Start with history, add your five senses, and conclude with heart and mind.
That’s my formula for researching to write a historical novel; a genre that requires a combination of accuracy and inventiveness. In the case of my Ethan Gage novels, I have a fictional American interacting amusingly with famous real people but I have to make it convincing.
The Ethan Gage novels move sequentially in real time, meaning that unlike a James Bond or Sherlock Holmes tale, we know what year it is. Ethan’s adventures are tied to the events of the day.
My first step, then, is to read general histories of the period and create a timeline for, say, 1803. What was happening, and where?
A decision is then made to send my hero on an adventure in a particular place. That means more reading of what was going on during that particular episode, plus biographies of people Ethan might meet there.
Some of this history, while impressively researched, is dull as told. I read boring books so you won’t have to. I take notes off the books of lively incidents, curious personalities, witty quotes, and colorful locales so only the ripest fruit can go into my novels.
From this I work up an outline. Since Ethan must plausibly affect history while remaining an outsider, and because I need a dramatic conclusion, I must map out the story to make he sure he can get from Point A to Point B by the recorded date in history.
I can invent, but only in the context of a real world with real events.
The research will continue as long as I am writing the novel. Answering new questions as the story progresses can be as simple as looking things up on Wikipedia to tracking down reprints of memoirs written centuries ago.
I try to travel to the places I write about. Museums, castles, forts and churches can be tremendously useful, as are photographs taken of the locale.
I’m also trying to find out how things look, sound, smell, taste and feel. Historical re-enactors can show me what a musket sounds like, kicks like, and how much gun smoke it generates. I can watch smiths, craftsmen, eat period foods, and study clothes. I’m reminded how big a horse is, and how smoky a hearth smells. Novel writing requires visualization, so I’m building a movie in my head.

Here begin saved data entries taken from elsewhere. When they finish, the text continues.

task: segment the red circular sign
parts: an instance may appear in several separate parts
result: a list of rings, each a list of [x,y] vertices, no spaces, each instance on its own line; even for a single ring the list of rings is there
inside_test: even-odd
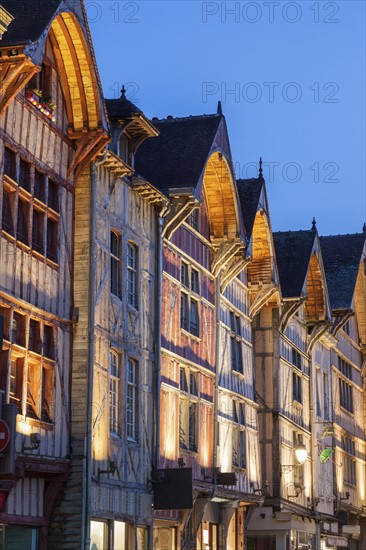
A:
[[[0,453],[5,449],[10,439],[9,426],[4,420],[0,420]]]

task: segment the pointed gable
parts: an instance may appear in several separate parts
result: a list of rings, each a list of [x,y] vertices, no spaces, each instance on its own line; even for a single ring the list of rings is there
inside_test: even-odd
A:
[[[36,42],[60,4],[60,0],[1,0],[1,5],[14,19],[0,41],[0,47]]]
[[[263,192],[264,179],[261,177],[239,179],[236,180],[236,184],[238,186],[245,232],[249,239],[252,235],[256,214],[261,207],[260,199]]]

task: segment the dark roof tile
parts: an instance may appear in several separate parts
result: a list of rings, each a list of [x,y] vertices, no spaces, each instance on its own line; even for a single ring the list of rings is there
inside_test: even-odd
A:
[[[316,234],[316,231],[312,230],[273,233],[284,298],[301,296]]]
[[[365,237],[364,233],[320,237],[332,309],[352,306]]]
[[[141,145],[135,170],[166,194],[172,187],[196,187],[222,119],[217,114],[153,119],[160,135]]]
[[[60,0],[1,0],[0,3],[14,17],[0,40],[1,47],[37,41],[61,4]]]

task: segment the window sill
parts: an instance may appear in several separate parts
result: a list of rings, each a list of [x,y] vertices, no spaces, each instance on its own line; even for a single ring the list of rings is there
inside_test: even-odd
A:
[[[131,304],[127,304],[127,309],[128,311],[130,311],[131,313],[134,313],[134,314],[138,314],[139,313],[139,308],[138,307],[135,307]]]
[[[202,338],[200,336],[196,336],[195,334],[192,334],[192,332],[189,332],[189,330],[186,330],[185,328],[180,327],[180,331],[185,336],[190,336],[191,338],[193,338],[197,342],[201,342],[201,340],[202,340]]]
[[[33,248],[31,248],[29,245],[23,243],[22,241],[18,241],[13,235],[11,235],[9,232],[6,231],[6,229],[0,230],[1,235],[11,244],[15,244],[17,248],[22,250],[23,252],[26,252],[27,254],[30,254],[33,258],[40,260],[44,262],[49,267],[52,267],[52,269],[58,270],[59,264],[55,262],[54,260],[51,260],[50,258],[47,258],[44,254],[41,254],[40,252],[37,252]]]
[[[240,370],[236,370],[236,369],[231,369],[231,372],[233,374],[235,374],[236,376],[238,376],[239,378],[242,378],[244,379],[245,378],[245,374],[243,372],[240,372]]]
[[[355,416],[355,413],[354,412],[351,412],[349,411],[348,409],[345,409],[344,407],[342,407],[342,405],[340,405],[340,409],[343,413],[347,414],[348,416],[350,416],[351,418],[354,418]]]
[[[42,430],[46,430],[48,432],[51,432],[54,427],[54,422],[46,422],[45,420],[40,420],[33,418],[31,416],[25,416],[27,424],[30,426],[33,426],[34,428],[41,428]]]
[[[238,472],[238,474],[246,474],[248,471],[246,466],[235,466],[235,464],[233,464],[233,470],[234,472]]]

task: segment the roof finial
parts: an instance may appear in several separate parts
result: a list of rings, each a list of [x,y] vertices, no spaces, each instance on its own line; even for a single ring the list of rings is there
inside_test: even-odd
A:
[[[222,105],[221,105],[221,101],[219,101],[218,104],[217,104],[217,114],[218,114],[218,115],[222,115]]]
[[[262,163],[262,157],[260,157],[260,159],[259,159],[259,174],[258,174],[258,178],[259,178],[259,179],[263,179],[263,163]]]
[[[316,219],[315,219],[315,217],[313,218],[313,222],[311,224],[311,230],[316,231]]]
[[[362,233],[366,233],[366,223],[363,224]]]
[[[126,88],[124,84],[122,85],[121,99],[126,99]]]

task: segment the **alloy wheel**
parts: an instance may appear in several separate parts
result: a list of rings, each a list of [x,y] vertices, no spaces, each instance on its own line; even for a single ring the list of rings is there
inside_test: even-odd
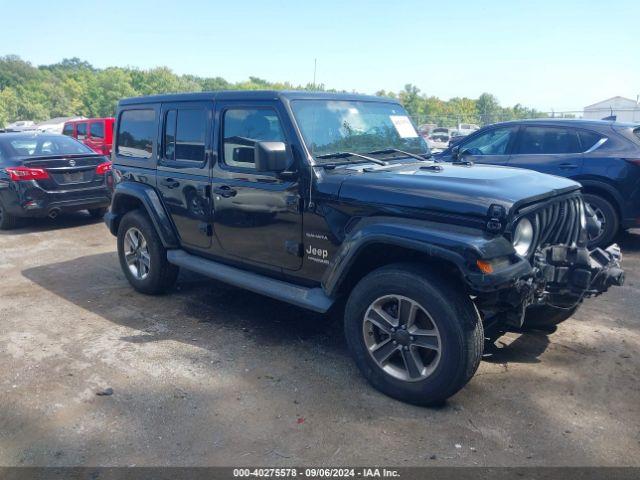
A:
[[[131,227],[124,235],[124,258],[131,274],[138,280],[144,280],[149,275],[151,256],[147,240],[142,232]]]
[[[369,355],[387,374],[407,382],[429,377],[440,363],[437,325],[415,300],[385,295],[365,312],[364,341]]]

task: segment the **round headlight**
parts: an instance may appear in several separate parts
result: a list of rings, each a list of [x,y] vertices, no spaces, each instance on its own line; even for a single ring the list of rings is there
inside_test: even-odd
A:
[[[513,232],[513,248],[520,256],[527,256],[533,244],[533,225],[527,218],[518,222]]]

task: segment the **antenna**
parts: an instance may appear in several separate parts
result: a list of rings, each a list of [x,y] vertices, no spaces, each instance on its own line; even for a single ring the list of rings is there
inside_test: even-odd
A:
[[[313,89],[316,89],[316,69],[318,68],[318,59],[313,59]]]

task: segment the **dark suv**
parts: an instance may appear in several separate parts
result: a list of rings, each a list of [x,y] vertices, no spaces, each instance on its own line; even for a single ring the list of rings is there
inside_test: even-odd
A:
[[[89,210],[102,218],[111,202],[111,162],[64,135],[0,134],[0,230],[21,217]]]
[[[620,228],[640,226],[640,126],[602,120],[496,123],[440,155],[571,178],[600,221],[589,246],[609,245]]]
[[[580,185],[437,163],[395,100],[218,92],[122,100],[105,221],[122,270],[156,294],[178,268],[344,314],[366,378],[436,404],[485,337],[547,328],[623,281],[590,252]]]

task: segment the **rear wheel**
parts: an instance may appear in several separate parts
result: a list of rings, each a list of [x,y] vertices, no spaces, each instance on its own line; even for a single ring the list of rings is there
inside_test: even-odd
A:
[[[102,218],[104,217],[105,213],[107,213],[107,209],[105,207],[89,209],[89,215],[91,215],[93,218]]]
[[[441,404],[460,390],[478,368],[484,344],[469,297],[410,264],[364,277],[347,301],[344,328],[367,380],[418,405]]]
[[[620,229],[618,212],[616,212],[615,207],[609,200],[600,195],[585,193],[583,197],[585,203],[591,207],[601,225],[598,234],[589,239],[589,248],[606,248],[611,245],[613,238]]]
[[[178,267],[167,261],[156,229],[139,210],[127,213],[120,222],[118,257],[127,280],[139,292],[164,293],[178,277]]]
[[[11,230],[18,224],[18,217],[11,215],[0,203],[0,230]]]

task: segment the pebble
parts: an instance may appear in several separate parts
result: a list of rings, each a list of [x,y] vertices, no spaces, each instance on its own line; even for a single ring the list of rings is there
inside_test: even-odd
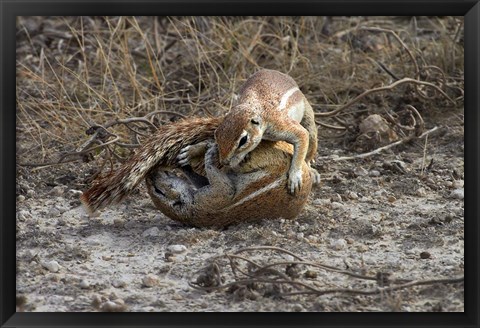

Historical novels don’t require a ‘message’ but the biggest problem in writing a book is deciding what it’s about.
That’s where the heart and mind comes in. Part of researching is plumbing oneself. What would a key character desire? What would they feel in a historical situation? What would their actions mean about how we live our lives?
That’s what gives a novel depth. By thinking about a book so long, you begin to discern its meaning. You create a world that seems almost tangible.
Then, by the end, you’ve read enough to map out where the hero goes next.